レベッタさんは受け取ると揚げパンの先端をぱくっと食べた。口が離れると少しだけ欠けている。食いちぎったみたい。
「はいどうぞっ!」
揚げパンを差し出された。食べかけ脳部分が僕の口の前にある。
これってあれだよね。間接キスになるよね!?
どうしようと思って、屋台のおばちゃんを見る。
親指を上げて笑顔になっていた。
歯がキラリと一瞬だけ輝いて、頑張れって応援しているようだ。
「このビッグ揚げパンはね。二人で交互に食べるものなんだよ」
なにそのカップル前提の食べ物!!
まさかレベッタさんはこれを狙っていたの!?
「さぁ、イオちゃん。
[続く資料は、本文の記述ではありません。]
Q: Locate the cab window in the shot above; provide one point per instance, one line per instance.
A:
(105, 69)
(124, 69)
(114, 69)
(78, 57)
恥ずかしがらずにさ!」
ぐいっと腕が伸びてビッグ揚げパンが口に軽く触れた。
これは食べなきゃ引き下がってくれそうにない。
幸いなことにヘイリーさんたちは近くにいないので、ケンカには発展しないだろう。たまには誰に気兼ねすることなく、仲良くするのも悪くはない。
そう思えばビッグ揚げパンは良い選択だと思えてきたぞ。
「いただきます」
口を開いてかぶりつこうとする。
轟音が聞こえた。爆発? なんて思ったのと同時にレベッタさんに抱きしめられ、押し倒されてしまった。
数瞬後、強く焦げ臭い風が通り過ぎていった。
遠くから悲鳴が聞こえる。誰かがケガをしたみたい。
「イオちゃん、大丈夫?」
「うん。レベッタさんは?」
「私も無事だよ」
僕から離れると周囲をぐるりと見渡した。
「男性特区の衛兵所に何かあったみたい。デートは中断して帰ろう」
そこはテレシアさんがいる場所だ。
彼女は無事だろうか。
しばらくの間、さっき聞いた悲鳴が脳内から離れずにいた。